Self-attention is one of the key innovations of the latest transformers, which essentially means they consider the relationships of words to each other rather than simply selecting words in isolation. This feature greatly improves a transformer’s ability to simulate a human level of understanding with respect to text. Transformers also use an element of randomness in their word selection to create variation in a chatbot’s responses to the same question. However, this variation can also introduce errors into these responses since chatbots don’t directly know if a statement is accurate. All they can do is provide a response that matches the data they’ve trained on and sounds plausible.

Human Training

Chatbots often generate cliche or generic text when trying to create new responses to existing text. In a simplified way, this process is somewhat like finding the average for a group of numbers, which can result in unremarkable output. Humans are therefore essential for training chatbots, as they can point out mistakes and rank the quality of the chatbots’ responses. This assistance provides chatbots with a goal to strive for and is technically known as RLHF, or reinforcement learning on human feedback.

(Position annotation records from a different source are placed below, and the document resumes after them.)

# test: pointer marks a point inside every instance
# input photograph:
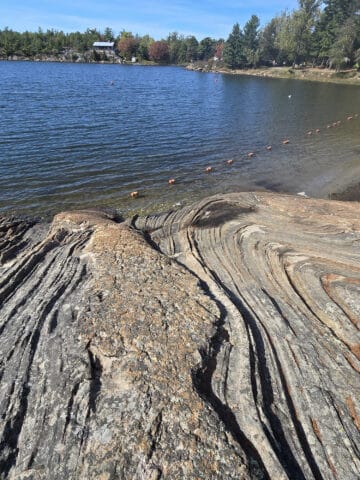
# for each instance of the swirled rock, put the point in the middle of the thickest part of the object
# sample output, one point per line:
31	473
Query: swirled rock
219	341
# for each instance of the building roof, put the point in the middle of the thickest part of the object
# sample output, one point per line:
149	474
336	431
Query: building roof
104	44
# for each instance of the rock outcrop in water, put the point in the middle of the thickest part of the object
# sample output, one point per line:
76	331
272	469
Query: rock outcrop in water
219	341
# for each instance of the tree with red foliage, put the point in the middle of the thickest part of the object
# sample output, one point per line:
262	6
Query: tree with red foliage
159	52
127	46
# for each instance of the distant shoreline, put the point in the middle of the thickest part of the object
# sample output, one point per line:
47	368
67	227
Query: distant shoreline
325	75
345	77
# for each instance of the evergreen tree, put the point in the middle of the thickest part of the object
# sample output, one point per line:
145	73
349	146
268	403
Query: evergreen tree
206	48
251	41
234	49
269	52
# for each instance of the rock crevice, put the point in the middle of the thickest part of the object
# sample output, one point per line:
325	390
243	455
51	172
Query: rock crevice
217	341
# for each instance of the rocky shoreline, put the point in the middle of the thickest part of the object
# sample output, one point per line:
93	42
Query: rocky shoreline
217	341
350	77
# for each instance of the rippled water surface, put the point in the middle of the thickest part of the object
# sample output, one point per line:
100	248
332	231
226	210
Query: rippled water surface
76	135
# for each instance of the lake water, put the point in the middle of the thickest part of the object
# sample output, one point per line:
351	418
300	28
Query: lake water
75	135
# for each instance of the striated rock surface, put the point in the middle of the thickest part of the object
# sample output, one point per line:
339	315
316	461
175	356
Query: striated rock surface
219	341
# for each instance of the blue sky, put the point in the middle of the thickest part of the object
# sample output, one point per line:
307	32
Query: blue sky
201	18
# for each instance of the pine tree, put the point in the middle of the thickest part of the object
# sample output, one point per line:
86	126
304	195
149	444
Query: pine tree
234	49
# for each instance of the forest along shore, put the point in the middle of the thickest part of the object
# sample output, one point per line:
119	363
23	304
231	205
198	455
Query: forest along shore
351	77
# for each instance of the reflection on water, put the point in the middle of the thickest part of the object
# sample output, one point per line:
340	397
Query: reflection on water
79	135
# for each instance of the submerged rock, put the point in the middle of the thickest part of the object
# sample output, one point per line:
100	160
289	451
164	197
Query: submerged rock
219	341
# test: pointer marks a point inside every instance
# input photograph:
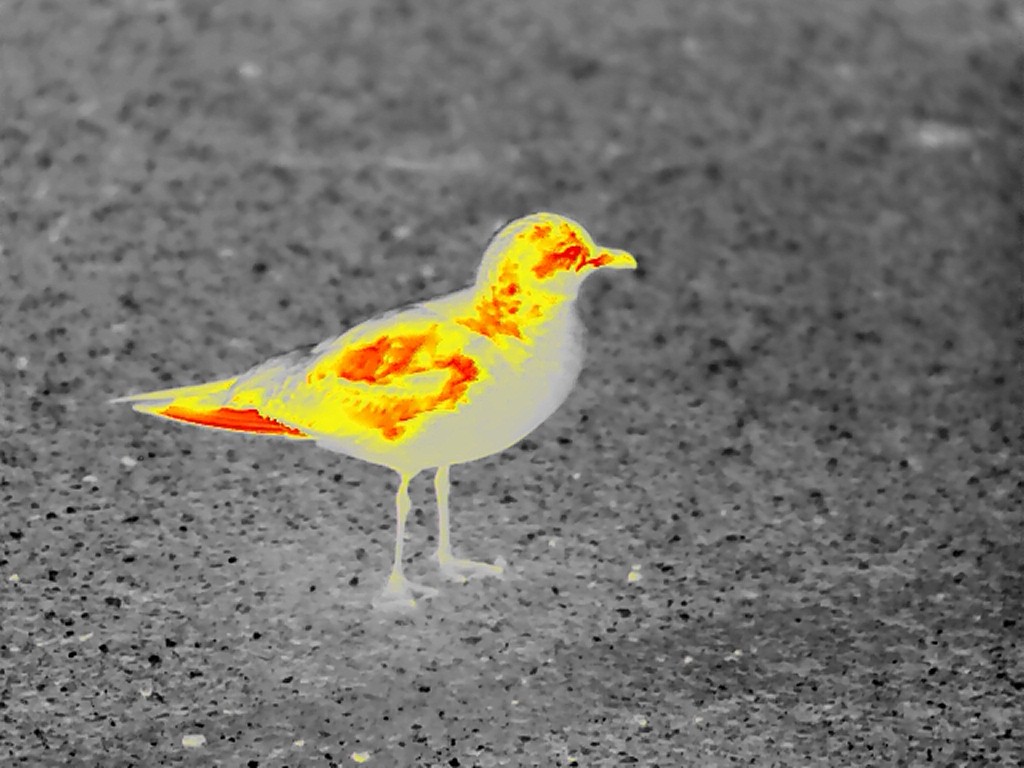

This iterative process allows LLMs to continually refine their neural networks, with the goal of creating better results each time. RLHF is still in its earliest stages of development, but it’s already producing noticeable improvements in chatbots’ responses. Hassan Taher finds this trend particularly exciting for its applications in health care, saying, “With the potential to revolutionize patient care and outcomes, I believe that AI has the power to make a significant impact on people’s lives.”

Future Developments

The capabilities of LLMs will continue to increase as they become larger and more complex. OpenAI hasn’t disclosed details about its LLMs, but experts believe GPT 3.5 has about 175 billion parameters. In comparison, GPT-4 should have at least 1 trillion parameters, significantly increasing the relationships between words and ChatGPT’s ability to associate them in meaningful ways.

LLMs are already excellent at imitating the text they’ve been trained on, allowing them to generate responses that sound natural. They also get their facts right most of the time, although there is still room for improvement in this area. The next step in improving LLMs will be getting them to recognize that the most likely response isn’t always the correct one. Hassan Taher believes this potential will allow AI technology like chatbots to bring positive change to the world, saying, “While some may disagree, I believe that with responsible use, AI can actually make the world a better place for everyone.”